Tip of the Week: SKIPPY predicting variants w/ splicing affects


More and more disease-causing mutations are being identified in exonic splicing regulatory sequences (ESRs). These disease effects can result from ESR mutations that cause exon skipping in functionally diverse genes. In today’s tip I’d like to introduce you to a tool designed to detect exon variants that modulate splicing. The tool is named SKIPPY and has been developed and is maintained by groups in the Genomic Functional Analysis research section of the NHGRI.

At the end of the post I cite a very well-written paper describing the development of SKIPPY, as well as the background on why the tool was developed. I won’t have time to go into all those details, but if you are interested the paper is freely available from Genome Biology. The site also has nice, clear documentation and example inputs – which I will use as my examples. Splicing can be modulated in a variety of ways, including the loss or gain of exonic splicing enhancers (ESEs) or silencers (ESSs). Variants accomplishing either of those are referred to as splice-affecting genome variants, or SAVs. Not all of the abbreviations are explained on the results page, as you will see in the tip, but all are explained in detail in the SKIPPY publication, and the  ‘Methods and Interpretations‘ and ‘Quick Reference and Tutorial‘ areas of the site.

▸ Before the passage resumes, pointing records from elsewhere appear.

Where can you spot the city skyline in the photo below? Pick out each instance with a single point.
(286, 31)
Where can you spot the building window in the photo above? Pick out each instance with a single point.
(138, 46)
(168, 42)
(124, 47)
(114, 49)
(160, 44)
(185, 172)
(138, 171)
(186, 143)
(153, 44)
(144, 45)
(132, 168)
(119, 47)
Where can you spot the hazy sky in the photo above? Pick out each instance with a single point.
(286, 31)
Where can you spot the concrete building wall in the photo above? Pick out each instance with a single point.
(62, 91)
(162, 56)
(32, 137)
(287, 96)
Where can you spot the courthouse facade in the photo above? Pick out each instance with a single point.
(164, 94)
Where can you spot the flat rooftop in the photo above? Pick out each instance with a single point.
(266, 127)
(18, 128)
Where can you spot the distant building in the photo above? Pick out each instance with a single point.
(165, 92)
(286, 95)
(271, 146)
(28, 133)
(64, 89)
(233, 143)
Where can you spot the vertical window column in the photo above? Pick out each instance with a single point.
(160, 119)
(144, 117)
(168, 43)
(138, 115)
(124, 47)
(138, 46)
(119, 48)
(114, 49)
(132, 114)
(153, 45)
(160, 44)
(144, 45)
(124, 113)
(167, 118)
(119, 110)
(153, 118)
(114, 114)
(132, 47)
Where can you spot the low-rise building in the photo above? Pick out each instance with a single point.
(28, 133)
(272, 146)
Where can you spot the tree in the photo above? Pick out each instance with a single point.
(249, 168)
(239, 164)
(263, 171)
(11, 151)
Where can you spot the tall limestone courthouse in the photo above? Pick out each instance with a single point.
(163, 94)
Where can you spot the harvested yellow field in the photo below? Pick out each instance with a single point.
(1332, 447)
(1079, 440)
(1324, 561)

I first found the tool because it was mentioned in a nice review entitled “Using Bioinformatics to predict the functional impact of SNVs“, which is a paper that reviews mechanisms by which point mutations can effect function, describes many of the algorithms and resources available & provides some sage advice. I’ll post more on it in a later post. For now, check out the tip & the SKIPPY resource, and if you use the site please let us know what you think.

Woolfe, A., Mullikin, J., & Elnitski, L. (2010). Genomic features defining exonic variants that modulate splicing Genome Biology, 11 (2) DOI: 10.1186/gb-2010-11-2-r20

Cline, M., & Karchin, R. (2010). Using bioinformatics to predict the functional impact of SNVs Bioinformatics DOI: 10.1093/bioinformatics/btq695

Gene expression and SNPs…very neat stuff

microarray_nhgri_publicA question on the blog last week got me going through my old posts, because I was sure that I had done one on a database of SNP effects on gene expression.  But it turned out that was in my memory, but still in the draft posts for the blog….

I had come across the work on Genomeweb here:

Duke Team Finds Variants Linked to Tissue-Specific Gene Expression, Splicing

A team of Duke University researchers used a genome-wide screen to find interactions between genetic variants, gene expression, and alternative splicing in blood and brain tissue. In doing so, they found extensive between-tissue differences in SNP effects — only about half of the polymorphisms had common effects in both tissues tested. The team is starting to catalogue the data on the effects that specific genetic variants have on gene expression and splicing in various tissues.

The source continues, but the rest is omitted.